Indeed, every once in a blue moon, a major new finding overturns what many of us have long believed and taught or read in our textbooks. And so it was when I read in the September Clinical Psychological Science the results of a huge new study of supposed seasonal variations in depression. Auburn University at Montgomery researchers Megan Traffanstedt, Sheila Mehta, and Steven LoBello harvested U.S. data from 34,294 participants in a Centers for Disease Control and Prevention annual health behavior study. The researchers asked: Was depression, as reflected in people’s interview answers, more common in the days surrounding the December 21st winter solstice? Was wintertime depression greater for those living in higher latitudes? Was depression greater for those living in cloudy rather than sunny communities? For those not experiencing sunlight on the day of the interview?
Photo credit: inakilarrea/RooM/Getty Images
The stunning answers were no, no, no, and no.
Moreover, they report, other research confirms that seasonal affective disorder, though “strongly rooted in folk psychology . . . is not supported by objective data.” In northern Norway, for example, the two-month-long “dark period” is accompanied by “no increase in depression.”
Science is a self-correcting, ongoing process that often confirms what we have supposed.

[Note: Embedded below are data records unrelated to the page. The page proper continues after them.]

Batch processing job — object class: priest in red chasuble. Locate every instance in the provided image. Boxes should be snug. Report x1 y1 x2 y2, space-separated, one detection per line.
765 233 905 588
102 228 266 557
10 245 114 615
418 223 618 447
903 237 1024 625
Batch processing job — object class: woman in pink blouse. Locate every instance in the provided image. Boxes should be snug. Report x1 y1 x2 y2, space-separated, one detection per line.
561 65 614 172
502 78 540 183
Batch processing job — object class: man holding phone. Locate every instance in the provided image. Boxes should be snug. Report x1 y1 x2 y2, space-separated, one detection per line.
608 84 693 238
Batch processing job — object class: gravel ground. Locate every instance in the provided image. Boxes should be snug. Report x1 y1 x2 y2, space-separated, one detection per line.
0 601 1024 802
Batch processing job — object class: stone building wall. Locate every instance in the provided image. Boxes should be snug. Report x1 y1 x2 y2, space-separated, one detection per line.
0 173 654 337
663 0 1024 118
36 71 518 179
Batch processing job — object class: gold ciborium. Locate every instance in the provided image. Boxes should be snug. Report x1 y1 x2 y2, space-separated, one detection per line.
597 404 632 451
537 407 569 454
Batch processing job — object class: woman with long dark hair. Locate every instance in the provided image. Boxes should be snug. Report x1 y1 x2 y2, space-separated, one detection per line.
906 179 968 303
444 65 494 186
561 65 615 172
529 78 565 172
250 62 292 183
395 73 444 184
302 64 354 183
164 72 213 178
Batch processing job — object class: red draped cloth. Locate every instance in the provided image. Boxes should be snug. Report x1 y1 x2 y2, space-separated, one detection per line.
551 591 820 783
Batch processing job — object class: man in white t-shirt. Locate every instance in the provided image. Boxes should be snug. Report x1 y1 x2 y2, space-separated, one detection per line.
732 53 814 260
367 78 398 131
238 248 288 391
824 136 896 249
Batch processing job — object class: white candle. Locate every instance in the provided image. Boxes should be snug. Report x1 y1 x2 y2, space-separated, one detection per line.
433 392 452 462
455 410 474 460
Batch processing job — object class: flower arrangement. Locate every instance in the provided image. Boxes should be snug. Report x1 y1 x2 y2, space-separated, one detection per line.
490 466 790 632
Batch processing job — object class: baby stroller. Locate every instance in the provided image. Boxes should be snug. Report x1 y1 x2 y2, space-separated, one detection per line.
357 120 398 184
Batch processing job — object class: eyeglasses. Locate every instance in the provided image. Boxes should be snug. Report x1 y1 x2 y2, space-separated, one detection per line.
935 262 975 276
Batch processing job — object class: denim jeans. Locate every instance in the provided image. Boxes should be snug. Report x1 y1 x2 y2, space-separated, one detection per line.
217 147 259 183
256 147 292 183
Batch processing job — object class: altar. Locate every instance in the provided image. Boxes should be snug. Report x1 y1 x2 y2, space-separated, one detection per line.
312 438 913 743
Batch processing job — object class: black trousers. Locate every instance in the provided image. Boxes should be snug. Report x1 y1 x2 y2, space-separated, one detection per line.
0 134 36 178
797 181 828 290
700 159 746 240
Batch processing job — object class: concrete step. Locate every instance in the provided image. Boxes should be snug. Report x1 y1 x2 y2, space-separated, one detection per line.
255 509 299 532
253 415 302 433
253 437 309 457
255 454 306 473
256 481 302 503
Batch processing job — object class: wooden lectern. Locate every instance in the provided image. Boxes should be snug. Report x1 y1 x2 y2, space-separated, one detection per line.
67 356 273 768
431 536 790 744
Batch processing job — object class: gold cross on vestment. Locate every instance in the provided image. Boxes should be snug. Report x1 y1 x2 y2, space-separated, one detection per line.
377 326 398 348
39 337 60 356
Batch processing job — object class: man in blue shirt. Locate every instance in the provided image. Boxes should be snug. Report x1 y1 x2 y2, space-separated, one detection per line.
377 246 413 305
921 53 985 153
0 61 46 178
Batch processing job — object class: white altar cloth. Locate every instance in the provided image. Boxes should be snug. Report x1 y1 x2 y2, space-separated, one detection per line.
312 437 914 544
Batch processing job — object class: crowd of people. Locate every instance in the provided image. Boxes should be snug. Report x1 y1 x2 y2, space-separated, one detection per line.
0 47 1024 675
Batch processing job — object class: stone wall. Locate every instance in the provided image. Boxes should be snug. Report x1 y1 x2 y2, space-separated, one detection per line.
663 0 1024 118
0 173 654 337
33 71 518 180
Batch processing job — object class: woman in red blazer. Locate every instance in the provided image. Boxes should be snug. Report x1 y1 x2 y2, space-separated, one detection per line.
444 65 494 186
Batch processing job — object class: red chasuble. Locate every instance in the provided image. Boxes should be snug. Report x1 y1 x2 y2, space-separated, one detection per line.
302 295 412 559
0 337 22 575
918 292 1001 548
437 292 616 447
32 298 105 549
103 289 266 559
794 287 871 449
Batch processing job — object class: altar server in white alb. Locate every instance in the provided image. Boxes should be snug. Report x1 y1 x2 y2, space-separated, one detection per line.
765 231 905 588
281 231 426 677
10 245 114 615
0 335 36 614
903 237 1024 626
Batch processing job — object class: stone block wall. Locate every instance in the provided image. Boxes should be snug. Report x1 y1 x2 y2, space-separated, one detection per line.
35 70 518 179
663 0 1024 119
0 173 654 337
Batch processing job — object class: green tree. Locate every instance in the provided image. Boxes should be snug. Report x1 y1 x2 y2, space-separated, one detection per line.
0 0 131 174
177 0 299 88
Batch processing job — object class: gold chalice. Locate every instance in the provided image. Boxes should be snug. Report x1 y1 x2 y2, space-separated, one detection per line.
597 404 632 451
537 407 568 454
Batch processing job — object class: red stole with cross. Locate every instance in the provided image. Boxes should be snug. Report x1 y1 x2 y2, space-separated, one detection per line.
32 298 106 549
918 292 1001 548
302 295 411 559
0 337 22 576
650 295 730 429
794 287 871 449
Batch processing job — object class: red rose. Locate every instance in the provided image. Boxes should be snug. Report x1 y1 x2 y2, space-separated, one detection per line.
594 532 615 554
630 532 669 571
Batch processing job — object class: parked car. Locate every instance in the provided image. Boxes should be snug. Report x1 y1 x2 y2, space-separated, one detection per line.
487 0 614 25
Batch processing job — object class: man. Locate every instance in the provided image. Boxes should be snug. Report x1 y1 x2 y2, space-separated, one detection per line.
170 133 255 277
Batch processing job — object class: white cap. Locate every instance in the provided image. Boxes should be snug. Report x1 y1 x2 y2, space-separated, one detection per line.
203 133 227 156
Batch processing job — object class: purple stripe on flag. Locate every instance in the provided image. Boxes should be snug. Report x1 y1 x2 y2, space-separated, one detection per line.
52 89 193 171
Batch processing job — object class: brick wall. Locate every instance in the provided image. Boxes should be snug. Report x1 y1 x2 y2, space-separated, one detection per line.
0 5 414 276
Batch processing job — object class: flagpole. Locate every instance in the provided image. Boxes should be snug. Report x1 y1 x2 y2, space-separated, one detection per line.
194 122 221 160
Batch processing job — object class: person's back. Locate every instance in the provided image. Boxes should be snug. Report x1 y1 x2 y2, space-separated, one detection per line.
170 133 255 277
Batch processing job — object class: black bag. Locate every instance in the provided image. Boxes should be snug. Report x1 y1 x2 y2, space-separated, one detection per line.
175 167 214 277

But occasionally our long-held ideas crash against a wall of fact. That is one reason why, despite the many lessons that have survived scrutiny, our textbooks are always in the process of revision. Doing, teaching, and writing science requires humility.
That said, given a) the demonstrated effectiveness of light therapy, and b) the widespread acceptance of what DSM 5 calls depressive disorder “with seasonal pattern,” I suspect we have not heard the last word on this.